Thawitsri Thammasak, Chittawatanarat Kaweesak, Kumwilaisak Kanya, Charuluxananan Somrat
J Med Assoc Thai. 2016 Sep;99 Suppl 6:S83-S90.
The purpose of this study is to assess the impact of the use of vasoactive drugs on morbidity and mortality in surgical critically ill patients.
We conducted a multi-center prospective observational study in Thai university-based surgical intensive care units (SICU) over a 22-month period. Patient data were recorded by case record form in 3 main phases: admission, daily and discharge. Data collection included patient characteristics, pattern of vasoactive drugs use, and outcomes.

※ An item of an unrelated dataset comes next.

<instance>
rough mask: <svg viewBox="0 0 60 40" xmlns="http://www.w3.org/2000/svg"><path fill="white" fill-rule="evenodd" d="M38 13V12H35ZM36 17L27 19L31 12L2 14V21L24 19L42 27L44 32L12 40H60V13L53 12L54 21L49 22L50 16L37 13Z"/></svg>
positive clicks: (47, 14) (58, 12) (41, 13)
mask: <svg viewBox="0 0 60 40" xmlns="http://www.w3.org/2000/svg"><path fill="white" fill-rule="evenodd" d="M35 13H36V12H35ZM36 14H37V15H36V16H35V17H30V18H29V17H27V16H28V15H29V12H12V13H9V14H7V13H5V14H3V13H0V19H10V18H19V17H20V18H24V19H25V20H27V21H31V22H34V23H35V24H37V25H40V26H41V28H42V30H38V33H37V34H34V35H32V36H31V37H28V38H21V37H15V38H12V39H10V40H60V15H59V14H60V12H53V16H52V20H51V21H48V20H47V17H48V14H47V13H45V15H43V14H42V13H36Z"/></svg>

Nine university-based SICU comprising 4,652 patients were included in the study. The vasopressor exposed patient group had 1,155 patients (24.8%). Either vasopressor or inotrope exposed group demonstrated significantly higher ICU mortality, 28-day mortality and new arrhythmia than the non-exposed group (p<0.001). In multivariable analysis, norepinephrine or epinephrine significantly increased risks of all unfavorable outcomes while dopamine significantly increased only new arrhythmia (OR 1.44; 95% CI 1.02-2.02, p = 0.036) in vasopressor-exposed patients. Epinephrine had the highest risk of all unfavorable outcomes with an OR 3.17; 95% CI 2.10-4.78, (p<0.001) for ICU mortality, OR 2.62; 95% CI 1.73-3.97, (p<0.001) for 28-day mortality, and OR of 1.77; 95% CI 1.13-2.75, (p = 0.012) for new arrhythmia. Neither dobutamine nor milrinone showed any significant results in inotrope exposed patients.
Vasoactive drug exposed patient groups had significantly higher incidence of new arrhythmia, ICU mortality, and 28-day mortality. Epinephrine exposure was associated with the highest risk of unfavorable outcomes. Further information from well-designed studies is needed to justify the most appropriate use of vasoactive drugs.